De l’avis de l’enseignant de propriété industrielle, en plus du million de francs Cfa de prime qu’a reçu, John Shaddaï Akenji peut réclamer une rémunération proportionnelle aux recettes tirées de l’exploitation de son œuvre.
Selon l’avis du concours du logo des cinquantenaires, il est clairement mentionné que seul le meilleur projet fera l’objet d’une matérialisation et d’une utilisation sur les supports. Actuellement, c’est le troisième logo qui est utilisé. N’y a-t-il pas contrefaçon ?

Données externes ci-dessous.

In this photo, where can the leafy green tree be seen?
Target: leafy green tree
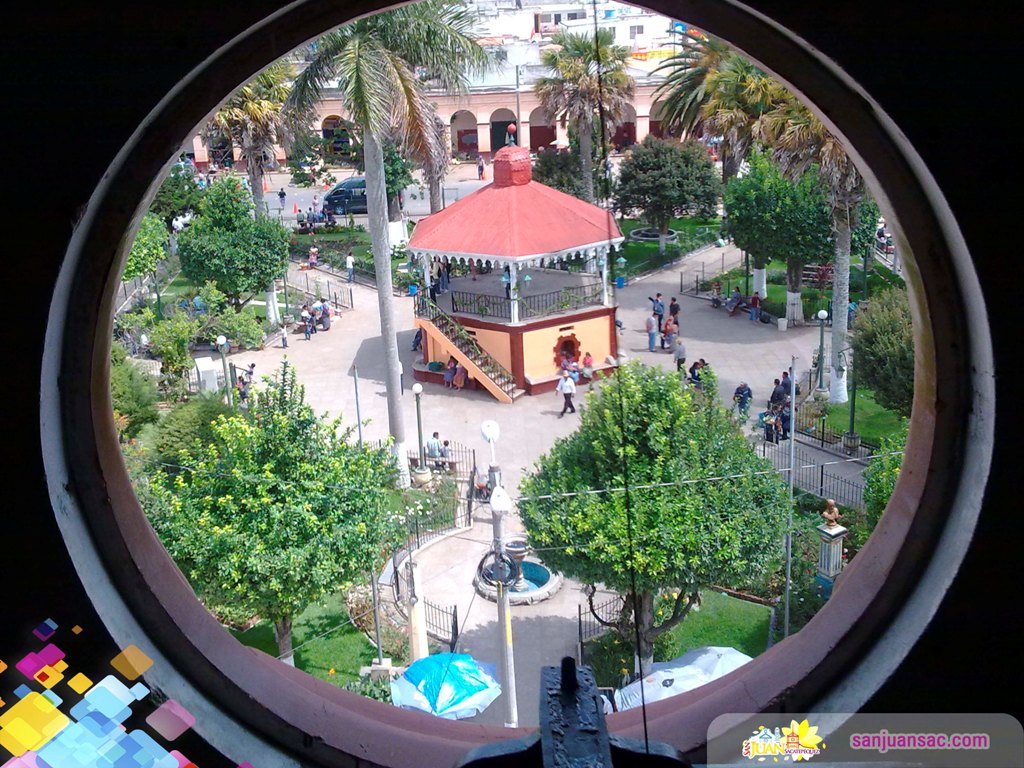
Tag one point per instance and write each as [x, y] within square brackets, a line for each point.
[178, 194]
[278, 510]
[148, 248]
[880, 480]
[253, 119]
[560, 170]
[372, 61]
[171, 340]
[188, 427]
[771, 217]
[883, 349]
[666, 179]
[227, 246]
[704, 509]
[589, 81]
[133, 394]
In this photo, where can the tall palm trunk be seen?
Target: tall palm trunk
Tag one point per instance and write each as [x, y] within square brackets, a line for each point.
[377, 213]
[283, 634]
[586, 133]
[841, 299]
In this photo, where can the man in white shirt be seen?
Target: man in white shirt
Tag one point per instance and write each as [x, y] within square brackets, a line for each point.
[567, 388]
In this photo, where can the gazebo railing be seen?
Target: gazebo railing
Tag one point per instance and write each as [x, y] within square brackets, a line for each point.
[465, 343]
[466, 302]
[564, 300]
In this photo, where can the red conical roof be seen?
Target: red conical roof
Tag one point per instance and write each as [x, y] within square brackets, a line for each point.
[515, 217]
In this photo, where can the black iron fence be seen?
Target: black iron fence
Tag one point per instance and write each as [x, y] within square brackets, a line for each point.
[813, 476]
[608, 609]
[538, 305]
[484, 305]
[565, 300]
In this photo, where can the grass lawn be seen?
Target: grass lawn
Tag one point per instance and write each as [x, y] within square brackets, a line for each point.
[345, 649]
[722, 621]
[872, 421]
[641, 256]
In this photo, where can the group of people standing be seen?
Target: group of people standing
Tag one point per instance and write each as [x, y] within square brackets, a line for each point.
[663, 322]
[317, 313]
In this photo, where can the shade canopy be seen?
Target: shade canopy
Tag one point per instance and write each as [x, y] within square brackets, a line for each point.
[516, 219]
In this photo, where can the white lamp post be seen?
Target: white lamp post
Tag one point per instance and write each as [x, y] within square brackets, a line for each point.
[501, 505]
[222, 346]
[822, 315]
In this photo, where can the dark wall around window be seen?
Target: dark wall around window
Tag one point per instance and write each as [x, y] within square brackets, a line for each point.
[109, 64]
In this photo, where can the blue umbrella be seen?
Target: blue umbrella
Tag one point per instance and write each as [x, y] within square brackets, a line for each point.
[450, 685]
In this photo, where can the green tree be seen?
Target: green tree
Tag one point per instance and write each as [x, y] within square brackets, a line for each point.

De toute façon, ici, il y a un problème. Tout d’abord, il faut retenir qu’il n’y a contrefaçon qu’en cas de violation d’un droit de propriété intellectuelle et dans le cas d’espèce d’un droit d’auteur. Par violation d’un droit d’auteur, il faut entendre, notamment « toute exploitation d’une œuvre littéraire ou artistique faite en violation de la loi sur le droit d’auteur et les droits voisins, par représentation, reproduction, transformation ou distribution par quelque moyen que ce soit… toute atteinte au droit moral, par violation du droit de divulgation, du droit à la paternité ou du droit au respect d’une œuvre littéraire ou artistique » (Article 80 de la loi camerounaise n° 2000/011 du 19 décembre 2000 relative au droit d’auteur et aux droits voisins du droit d’auteur). La violation consiste ici en l’accomplissement des actes susmentionnés sans l’autorisation de l’auteur. En effet, aux termes de l’article 22 de la loi précitée, « l’exploitation de l’œuvre par une personne autre que le premier titulaire du droit d’auteur ne peut avoir lieu sans autorisation préalable »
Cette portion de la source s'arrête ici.